Ziel der prominenten Gäste: Das Kongresszentrum. Auch dort muss man durch diverse Sicherheitschleusen und ohne Zutrittskarte, den berühmt-berüchtigten Batch, kommt niemand hinein.
Illustres Publikum aus aller Welt
Drinnen findet die Eröffnungsfeier des Weltwirtschaftsforums statt. Wie jedes Jahr begrüßt der Gründer und Präsident des WEFs, Klaus Schwab, das illustre Publikum aus aller Welt: Majestäten, königliche Hoheiten, Regierungs- und Wirtschaftsführer, Wissenschaftler und Nobelpreisträger, Nichtregierungsorganisationen und Religionsführer, Freunde. Speziell die junge Generation heißt er willkommen, ist doch die Hälfte der Weltbevölkerung unter 27 Jahre alt und es gelte, auf sie zu hören.
Sie alle kommen, wenn der heute 81-jährige Professor Schwab ruft. Auch Kanzlerin Angela Merkel, die im Hauptsaal des Kongresszentrums referiert.
Wie lässt sich nach der Finanz- und Wirtschaftskrise wieder Vertrauen gewinnen? Oder: Wie gehen wir mit der Digitalisierung um? Oder – wie in diesem Jahr – eine solidarische und nachhaltige Welt. Es sind die ganz großen Themen, die als Motto über einem Jahrestreffen schweben. Einst rief an gleicher Stelle der südafrikanische Präsident Nelson Mandela zum Aufbau eines besseren Lebens auf.
Doch es wird nicht nur im Hauptsaal referiert: In vielen kleineren Räumen debattieren die Teilnehmerinnen und Teilnehmer mit zum Beispiel prominenten Ökonomen - wie Nouriel Roubini.
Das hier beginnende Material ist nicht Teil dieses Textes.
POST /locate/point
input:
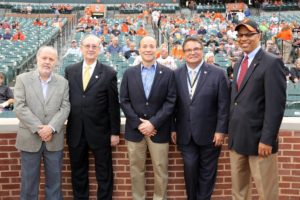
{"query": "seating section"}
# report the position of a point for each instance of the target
(18, 56)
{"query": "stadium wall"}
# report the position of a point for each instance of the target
(289, 168)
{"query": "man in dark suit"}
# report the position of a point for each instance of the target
(258, 98)
(94, 121)
(148, 97)
(201, 119)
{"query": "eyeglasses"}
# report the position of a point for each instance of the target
(247, 35)
(88, 46)
(197, 49)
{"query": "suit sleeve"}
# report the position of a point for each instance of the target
(223, 104)
(168, 106)
(60, 117)
(275, 98)
(129, 112)
(114, 105)
(23, 112)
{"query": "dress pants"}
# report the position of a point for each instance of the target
(137, 152)
(79, 159)
(200, 169)
(263, 170)
(30, 174)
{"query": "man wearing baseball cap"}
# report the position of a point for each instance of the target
(256, 111)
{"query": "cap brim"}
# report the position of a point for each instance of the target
(250, 28)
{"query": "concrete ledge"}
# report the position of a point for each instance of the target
(10, 125)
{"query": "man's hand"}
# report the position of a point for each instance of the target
(174, 137)
(218, 139)
(45, 132)
(264, 150)
(114, 140)
(146, 128)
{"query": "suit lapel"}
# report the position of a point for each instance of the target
(96, 76)
(51, 88)
(78, 76)
(201, 79)
(252, 67)
(37, 86)
(159, 73)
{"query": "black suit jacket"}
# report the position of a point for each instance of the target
(208, 111)
(158, 108)
(257, 109)
(95, 112)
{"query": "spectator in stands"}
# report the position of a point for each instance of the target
(6, 24)
(201, 119)
(74, 49)
(286, 36)
(165, 59)
(37, 22)
(271, 47)
(141, 31)
(254, 122)
(94, 121)
(114, 48)
(6, 95)
(295, 72)
(18, 36)
(201, 31)
(235, 53)
(212, 40)
(132, 52)
(148, 115)
(42, 106)
(7, 35)
(274, 19)
(126, 47)
(115, 31)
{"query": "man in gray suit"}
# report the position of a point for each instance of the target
(42, 106)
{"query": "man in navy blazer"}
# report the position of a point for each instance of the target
(148, 96)
(257, 105)
(201, 119)
(94, 120)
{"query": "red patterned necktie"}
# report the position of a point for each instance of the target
(243, 71)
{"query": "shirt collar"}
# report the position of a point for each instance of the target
(152, 67)
(196, 69)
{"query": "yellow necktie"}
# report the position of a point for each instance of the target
(86, 76)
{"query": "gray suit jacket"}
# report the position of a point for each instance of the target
(32, 110)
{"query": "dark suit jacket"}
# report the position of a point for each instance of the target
(257, 109)
(207, 112)
(158, 108)
(95, 112)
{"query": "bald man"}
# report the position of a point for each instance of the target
(148, 97)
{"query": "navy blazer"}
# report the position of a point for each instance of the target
(158, 108)
(208, 111)
(257, 109)
(95, 111)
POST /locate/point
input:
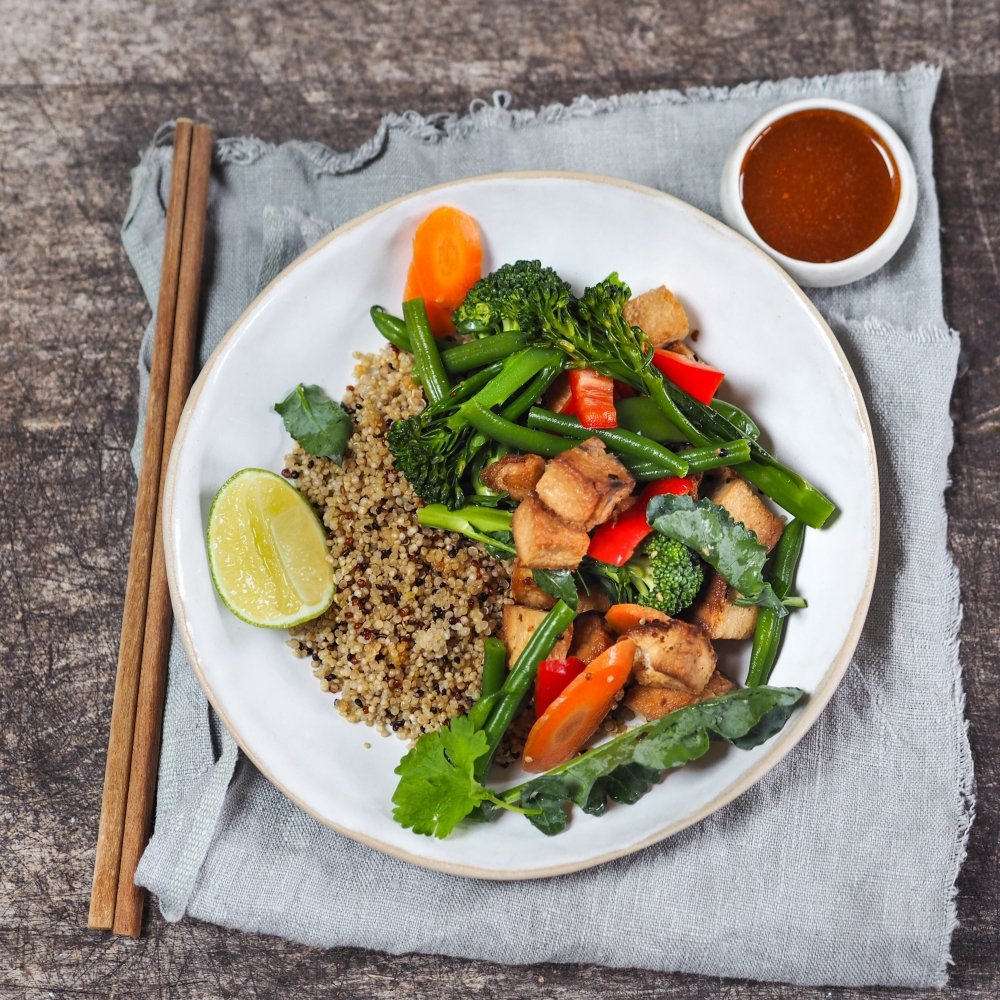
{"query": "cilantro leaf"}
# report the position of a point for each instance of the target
(711, 531)
(320, 425)
(626, 767)
(437, 790)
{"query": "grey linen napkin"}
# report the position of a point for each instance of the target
(839, 867)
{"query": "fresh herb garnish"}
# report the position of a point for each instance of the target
(711, 531)
(320, 425)
(626, 767)
(437, 788)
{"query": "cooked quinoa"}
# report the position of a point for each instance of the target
(401, 647)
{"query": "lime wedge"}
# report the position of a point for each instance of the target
(267, 551)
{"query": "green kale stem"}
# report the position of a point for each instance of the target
(770, 622)
(621, 442)
(428, 365)
(522, 675)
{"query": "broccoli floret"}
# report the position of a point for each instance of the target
(506, 298)
(664, 574)
(432, 456)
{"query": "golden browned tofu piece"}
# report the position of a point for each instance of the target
(544, 540)
(584, 484)
(653, 703)
(740, 499)
(715, 612)
(672, 654)
(514, 474)
(718, 685)
(659, 315)
(526, 591)
(519, 623)
(591, 637)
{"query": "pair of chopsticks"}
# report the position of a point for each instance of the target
(116, 903)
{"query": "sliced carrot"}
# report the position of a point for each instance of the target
(622, 617)
(566, 725)
(447, 262)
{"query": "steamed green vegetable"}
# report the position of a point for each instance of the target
(626, 767)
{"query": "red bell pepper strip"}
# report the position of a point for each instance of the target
(694, 378)
(593, 394)
(552, 678)
(615, 540)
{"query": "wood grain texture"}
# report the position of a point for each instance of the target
(81, 90)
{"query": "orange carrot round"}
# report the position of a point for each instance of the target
(566, 725)
(622, 617)
(447, 262)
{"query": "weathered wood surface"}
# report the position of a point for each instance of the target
(83, 84)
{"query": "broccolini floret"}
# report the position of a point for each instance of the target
(505, 300)
(664, 574)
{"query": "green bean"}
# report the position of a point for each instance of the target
(494, 674)
(717, 457)
(768, 632)
(514, 435)
(621, 442)
(641, 415)
(461, 391)
(476, 353)
(518, 369)
(391, 327)
(740, 419)
(522, 675)
(530, 394)
(427, 358)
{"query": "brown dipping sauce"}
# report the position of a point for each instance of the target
(819, 185)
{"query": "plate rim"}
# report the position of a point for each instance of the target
(802, 720)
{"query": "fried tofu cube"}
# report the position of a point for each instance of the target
(514, 474)
(544, 540)
(715, 612)
(672, 654)
(739, 498)
(659, 315)
(584, 484)
(591, 637)
(526, 591)
(718, 685)
(653, 703)
(518, 625)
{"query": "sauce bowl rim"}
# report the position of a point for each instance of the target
(859, 265)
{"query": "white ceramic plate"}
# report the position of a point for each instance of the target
(783, 365)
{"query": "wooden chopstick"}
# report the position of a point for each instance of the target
(116, 773)
(159, 617)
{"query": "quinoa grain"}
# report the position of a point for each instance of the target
(402, 643)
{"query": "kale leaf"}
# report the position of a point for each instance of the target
(711, 531)
(626, 767)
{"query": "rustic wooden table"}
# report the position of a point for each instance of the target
(83, 85)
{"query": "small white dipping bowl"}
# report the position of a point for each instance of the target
(839, 272)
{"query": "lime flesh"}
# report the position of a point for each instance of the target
(267, 551)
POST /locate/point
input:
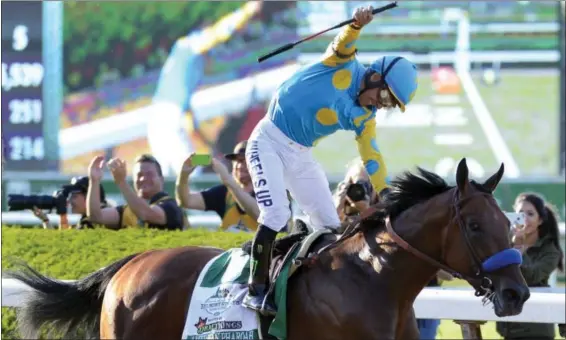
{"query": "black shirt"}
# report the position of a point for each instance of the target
(174, 215)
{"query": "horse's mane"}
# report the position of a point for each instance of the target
(409, 189)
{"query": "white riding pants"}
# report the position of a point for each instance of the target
(276, 164)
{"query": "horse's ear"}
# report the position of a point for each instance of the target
(491, 183)
(462, 175)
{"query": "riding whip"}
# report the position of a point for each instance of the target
(343, 23)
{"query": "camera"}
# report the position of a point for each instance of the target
(358, 191)
(57, 201)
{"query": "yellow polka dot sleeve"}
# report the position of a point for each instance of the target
(371, 156)
(343, 48)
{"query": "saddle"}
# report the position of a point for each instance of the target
(285, 246)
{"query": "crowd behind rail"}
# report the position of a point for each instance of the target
(148, 205)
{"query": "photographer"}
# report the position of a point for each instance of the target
(148, 206)
(77, 200)
(73, 194)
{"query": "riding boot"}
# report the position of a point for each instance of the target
(259, 271)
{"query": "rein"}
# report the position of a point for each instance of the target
(482, 284)
(480, 280)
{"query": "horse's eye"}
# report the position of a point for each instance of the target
(474, 226)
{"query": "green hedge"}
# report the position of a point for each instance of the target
(72, 254)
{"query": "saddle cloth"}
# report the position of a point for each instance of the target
(215, 309)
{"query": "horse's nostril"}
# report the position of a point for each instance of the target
(511, 295)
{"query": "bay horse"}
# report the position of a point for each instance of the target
(362, 285)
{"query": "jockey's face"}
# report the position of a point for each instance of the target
(378, 97)
(240, 170)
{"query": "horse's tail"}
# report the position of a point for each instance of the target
(66, 309)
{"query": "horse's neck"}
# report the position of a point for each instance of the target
(406, 274)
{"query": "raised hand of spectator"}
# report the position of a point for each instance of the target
(221, 170)
(118, 169)
(187, 167)
(95, 169)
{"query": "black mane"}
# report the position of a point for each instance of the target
(409, 189)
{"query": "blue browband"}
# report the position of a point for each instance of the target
(502, 259)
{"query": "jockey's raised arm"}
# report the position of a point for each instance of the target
(371, 156)
(343, 48)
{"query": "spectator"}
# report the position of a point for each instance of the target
(539, 242)
(233, 200)
(77, 200)
(147, 206)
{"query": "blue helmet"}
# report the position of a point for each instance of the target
(399, 75)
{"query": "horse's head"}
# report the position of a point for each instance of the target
(480, 247)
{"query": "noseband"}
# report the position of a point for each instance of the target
(480, 279)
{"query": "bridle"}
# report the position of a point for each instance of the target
(480, 280)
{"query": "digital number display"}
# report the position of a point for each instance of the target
(22, 86)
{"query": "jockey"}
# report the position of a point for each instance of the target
(335, 93)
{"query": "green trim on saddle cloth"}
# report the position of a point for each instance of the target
(278, 326)
(232, 266)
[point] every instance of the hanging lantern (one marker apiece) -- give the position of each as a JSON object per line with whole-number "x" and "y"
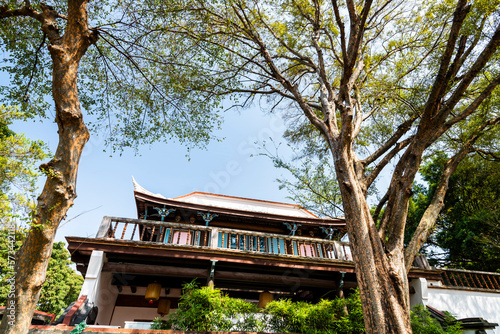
{"x": 163, "y": 306}
{"x": 265, "y": 298}
{"x": 153, "y": 292}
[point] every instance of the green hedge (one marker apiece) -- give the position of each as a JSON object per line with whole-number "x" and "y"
{"x": 208, "y": 309}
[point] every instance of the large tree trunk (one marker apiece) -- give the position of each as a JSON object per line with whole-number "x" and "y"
{"x": 59, "y": 190}
{"x": 381, "y": 277}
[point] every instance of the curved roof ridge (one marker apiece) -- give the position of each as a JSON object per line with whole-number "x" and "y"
{"x": 141, "y": 189}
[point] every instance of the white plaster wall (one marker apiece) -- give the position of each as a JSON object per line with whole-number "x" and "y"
{"x": 466, "y": 304}
{"x": 123, "y": 313}
{"x": 106, "y": 299}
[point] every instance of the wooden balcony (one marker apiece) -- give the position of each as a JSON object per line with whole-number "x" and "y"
{"x": 231, "y": 240}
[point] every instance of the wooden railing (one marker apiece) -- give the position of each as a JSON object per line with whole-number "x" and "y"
{"x": 221, "y": 238}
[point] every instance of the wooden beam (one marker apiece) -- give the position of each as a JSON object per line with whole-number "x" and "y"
{"x": 132, "y": 268}
{"x": 140, "y": 301}
{"x": 196, "y": 253}
{"x": 287, "y": 280}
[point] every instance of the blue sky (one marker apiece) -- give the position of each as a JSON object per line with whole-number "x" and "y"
{"x": 104, "y": 185}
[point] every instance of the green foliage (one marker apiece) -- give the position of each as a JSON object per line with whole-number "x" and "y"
{"x": 205, "y": 308}
{"x": 327, "y": 316}
{"x": 208, "y": 309}
{"x": 18, "y": 171}
{"x": 79, "y": 328}
{"x": 62, "y": 285}
{"x": 468, "y": 228}
{"x": 423, "y": 323}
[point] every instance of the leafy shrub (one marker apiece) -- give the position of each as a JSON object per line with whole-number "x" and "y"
{"x": 326, "y": 317}
{"x": 208, "y": 309}
{"x": 423, "y": 323}
{"x": 205, "y": 309}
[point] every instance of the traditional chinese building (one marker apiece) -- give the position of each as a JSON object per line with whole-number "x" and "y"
{"x": 252, "y": 249}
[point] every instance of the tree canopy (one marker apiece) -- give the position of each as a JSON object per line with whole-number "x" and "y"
{"x": 467, "y": 230}
{"x": 383, "y": 83}
{"x": 63, "y": 284}
{"x": 18, "y": 171}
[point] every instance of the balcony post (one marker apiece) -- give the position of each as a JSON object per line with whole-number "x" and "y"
{"x": 214, "y": 238}
{"x": 104, "y": 228}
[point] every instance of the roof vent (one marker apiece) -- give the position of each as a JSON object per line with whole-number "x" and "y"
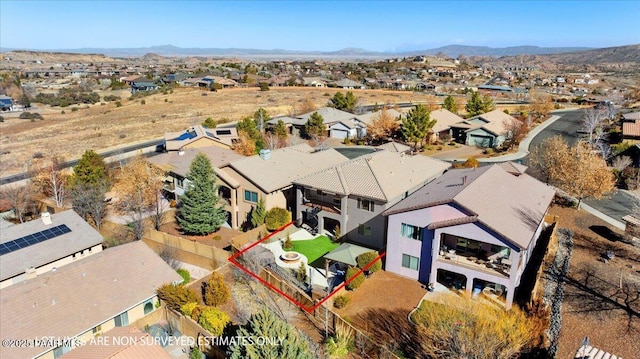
{"x": 265, "y": 154}
{"x": 46, "y": 217}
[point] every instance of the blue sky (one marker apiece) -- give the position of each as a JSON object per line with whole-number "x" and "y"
{"x": 317, "y": 25}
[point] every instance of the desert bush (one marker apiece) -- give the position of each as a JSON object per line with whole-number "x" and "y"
{"x": 341, "y": 343}
{"x": 355, "y": 282}
{"x": 214, "y": 320}
{"x": 341, "y": 301}
{"x": 186, "y": 276}
{"x": 215, "y": 291}
{"x": 365, "y": 258}
{"x": 277, "y": 217}
{"x": 188, "y": 308}
{"x": 176, "y": 295}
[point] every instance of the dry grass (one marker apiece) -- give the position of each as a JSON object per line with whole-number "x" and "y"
{"x": 101, "y": 127}
{"x": 594, "y": 305}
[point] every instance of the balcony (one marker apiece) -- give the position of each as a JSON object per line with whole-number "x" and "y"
{"x": 499, "y": 267}
{"x": 323, "y": 206}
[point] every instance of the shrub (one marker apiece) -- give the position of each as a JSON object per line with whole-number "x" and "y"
{"x": 176, "y": 295}
{"x": 188, "y": 308}
{"x": 209, "y": 123}
{"x": 355, "y": 282}
{"x": 341, "y": 301}
{"x": 277, "y": 217}
{"x": 215, "y": 291}
{"x": 186, "y": 276}
{"x": 365, "y": 258}
{"x": 341, "y": 344}
{"x": 214, "y": 320}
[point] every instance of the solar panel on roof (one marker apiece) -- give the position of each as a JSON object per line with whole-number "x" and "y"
{"x": 34, "y": 238}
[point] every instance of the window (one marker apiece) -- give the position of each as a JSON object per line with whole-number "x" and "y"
{"x": 97, "y": 329}
{"x": 148, "y": 307}
{"x": 122, "y": 320}
{"x": 250, "y": 196}
{"x": 364, "y": 230}
{"x": 365, "y": 204}
{"x": 410, "y": 262}
{"x": 410, "y": 231}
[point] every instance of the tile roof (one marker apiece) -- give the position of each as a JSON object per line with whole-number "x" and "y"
{"x": 82, "y": 236}
{"x": 81, "y": 295}
{"x": 512, "y": 206}
{"x": 329, "y": 114}
{"x": 382, "y": 175}
{"x": 179, "y": 164}
{"x": 285, "y": 165}
{"x": 134, "y": 345}
{"x": 444, "y": 119}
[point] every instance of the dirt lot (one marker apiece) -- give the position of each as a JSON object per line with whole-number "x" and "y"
{"x": 105, "y": 126}
{"x": 594, "y": 304}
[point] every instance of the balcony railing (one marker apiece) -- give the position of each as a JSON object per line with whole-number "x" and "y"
{"x": 469, "y": 261}
{"x": 323, "y": 206}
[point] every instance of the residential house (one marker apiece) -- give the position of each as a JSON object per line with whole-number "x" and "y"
{"x": 39, "y": 246}
{"x": 270, "y": 176}
{"x": 314, "y": 82}
{"x": 470, "y": 229}
{"x": 176, "y": 166}
{"x": 199, "y": 136}
{"x": 83, "y": 299}
{"x": 489, "y": 129}
{"x": 444, "y": 120}
{"x": 142, "y": 84}
{"x": 6, "y": 103}
{"x": 352, "y": 195}
{"x": 349, "y": 84}
{"x": 120, "y": 343}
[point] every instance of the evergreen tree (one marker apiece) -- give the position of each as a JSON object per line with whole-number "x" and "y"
{"x": 259, "y": 213}
{"x": 199, "y": 212}
{"x": 90, "y": 170}
{"x": 478, "y": 105}
{"x": 450, "y": 104}
{"x": 315, "y": 128}
{"x": 416, "y": 125}
{"x": 266, "y": 324}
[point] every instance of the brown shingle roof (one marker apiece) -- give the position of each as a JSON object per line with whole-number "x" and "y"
{"x": 81, "y": 295}
{"x": 82, "y": 236}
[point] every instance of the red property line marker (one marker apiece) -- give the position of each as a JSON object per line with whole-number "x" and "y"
{"x": 235, "y": 262}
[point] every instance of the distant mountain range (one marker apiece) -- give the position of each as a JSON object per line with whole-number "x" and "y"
{"x": 451, "y": 51}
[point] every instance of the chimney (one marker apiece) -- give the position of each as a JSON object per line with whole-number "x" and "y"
{"x": 265, "y": 154}
{"x": 46, "y": 217}
{"x": 31, "y": 273}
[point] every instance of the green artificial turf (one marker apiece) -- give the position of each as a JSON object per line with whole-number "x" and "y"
{"x": 314, "y": 248}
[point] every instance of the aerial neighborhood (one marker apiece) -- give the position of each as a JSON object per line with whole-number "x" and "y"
{"x": 270, "y": 206}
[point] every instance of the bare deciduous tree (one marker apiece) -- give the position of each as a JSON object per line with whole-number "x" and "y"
{"x": 23, "y": 200}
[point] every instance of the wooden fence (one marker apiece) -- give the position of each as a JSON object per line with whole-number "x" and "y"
{"x": 201, "y": 254}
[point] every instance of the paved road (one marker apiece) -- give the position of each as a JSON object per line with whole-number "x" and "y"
{"x": 618, "y": 204}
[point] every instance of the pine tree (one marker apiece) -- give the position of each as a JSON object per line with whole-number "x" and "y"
{"x": 293, "y": 344}
{"x": 259, "y": 213}
{"x": 416, "y": 125}
{"x": 450, "y": 104}
{"x": 199, "y": 212}
{"x": 314, "y": 127}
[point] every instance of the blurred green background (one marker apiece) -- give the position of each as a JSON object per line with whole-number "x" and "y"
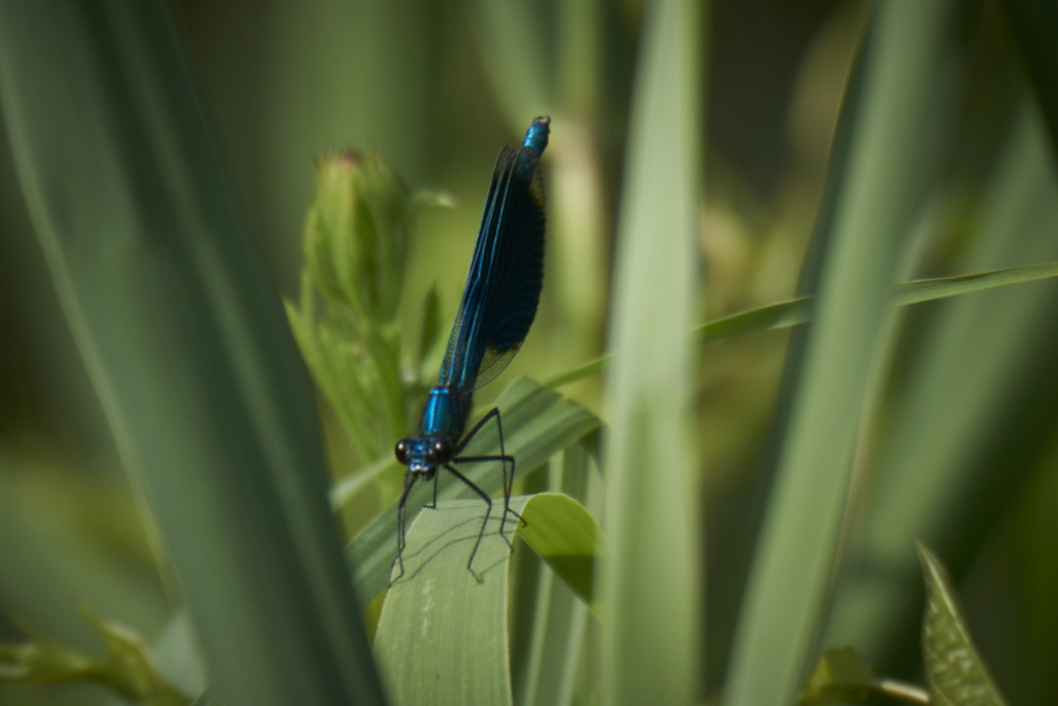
{"x": 959, "y": 444}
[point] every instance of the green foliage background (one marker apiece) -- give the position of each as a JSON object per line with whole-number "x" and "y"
{"x": 763, "y": 492}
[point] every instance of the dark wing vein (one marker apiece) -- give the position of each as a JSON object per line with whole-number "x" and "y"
{"x": 506, "y": 274}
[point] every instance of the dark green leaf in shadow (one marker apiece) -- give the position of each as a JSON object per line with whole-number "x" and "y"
{"x": 955, "y": 673}
{"x": 563, "y": 533}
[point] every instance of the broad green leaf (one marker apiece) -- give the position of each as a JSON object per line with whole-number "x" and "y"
{"x": 955, "y": 673}
{"x": 453, "y": 628}
{"x": 442, "y": 636}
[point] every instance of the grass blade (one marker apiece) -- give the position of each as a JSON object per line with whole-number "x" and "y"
{"x": 185, "y": 344}
{"x": 651, "y": 579}
{"x": 891, "y": 123}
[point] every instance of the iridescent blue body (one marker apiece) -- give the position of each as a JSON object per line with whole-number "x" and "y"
{"x": 498, "y": 306}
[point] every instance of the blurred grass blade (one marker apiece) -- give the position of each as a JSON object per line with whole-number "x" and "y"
{"x": 537, "y": 422}
{"x": 890, "y": 124}
{"x": 1035, "y": 24}
{"x": 794, "y": 312}
{"x": 442, "y": 637}
{"x": 977, "y": 408}
{"x": 513, "y": 36}
{"x": 955, "y": 673}
{"x": 185, "y": 343}
{"x": 651, "y": 581}
{"x": 551, "y": 623}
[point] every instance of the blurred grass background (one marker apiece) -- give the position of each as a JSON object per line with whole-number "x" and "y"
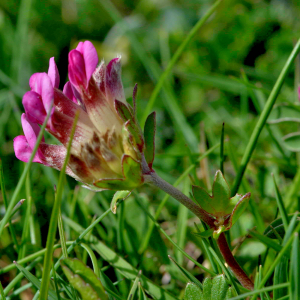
{"x": 243, "y": 39}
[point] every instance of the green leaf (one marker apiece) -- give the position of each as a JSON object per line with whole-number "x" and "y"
{"x": 149, "y": 136}
{"x": 86, "y": 274}
{"x": 186, "y": 273}
{"x": 207, "y": 284}
{"x": 85, "y": 290}
{"x": 295, "y": 268}
{"x": 239, "y": 207}
{"x": 193, "y": 292}
{"x": 135, "y": 135}
{"x": 117, "y": 196}
{"x": 134, "y": 286}
{"x": 35, "y": 281}
{"x": 142, "y": 295}
{"x": 205, "y": 234}
{"x": 292, "y": 141}
{"x": 219, "y": 288}
{"x": 108, "y": 285}
{"x": 281, "y": 276}
{"x": 221, "y": 193}
{"x": 266, "y": 240}
{"x": 279, "y": 227}
{"x": 203, "y": 199}
{"x": 132, "y": 170}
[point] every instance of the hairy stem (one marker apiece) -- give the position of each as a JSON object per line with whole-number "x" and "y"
{"x": 233, "y": 264}
{"x": 154, "y": 179}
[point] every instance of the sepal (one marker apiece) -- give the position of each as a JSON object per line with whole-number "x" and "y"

Er warnt vor dem Zusammenbruch der Euro-Zone und bezeichnet diese als Eisenbahnwrack in Zeitlupe.
Breites Angebot an Veranstaltungen
Die Anwesenden sollen nicht nur diskutieren und zuhören, sondern auch selber erleben. Wer mutig ist, begibt sich in die Situation eines Flüchtlings. Etwa 20 Teilnehmer sitzen auf dem Boden in einem engen Kellerraum, plötzlich fällt der Strom aus. Menschen rufen wild durcheinander, es herrscht Chaos. "Aufstehen! Los!", rufen vermummte Soldaten mit Gewehren und treiben die Menschen durch düstere Gänge zu einem Grenzposten. Abfall, Stacheldraht – es ist eng, es ist stickig. Soldaten greifen wahllos nach den Teilnehmern, verhören und beschimpfen sie. Wer etwas zu essen will, muss zahlen. Die Frau am Essenstand verlangt Schmuck oder Geld.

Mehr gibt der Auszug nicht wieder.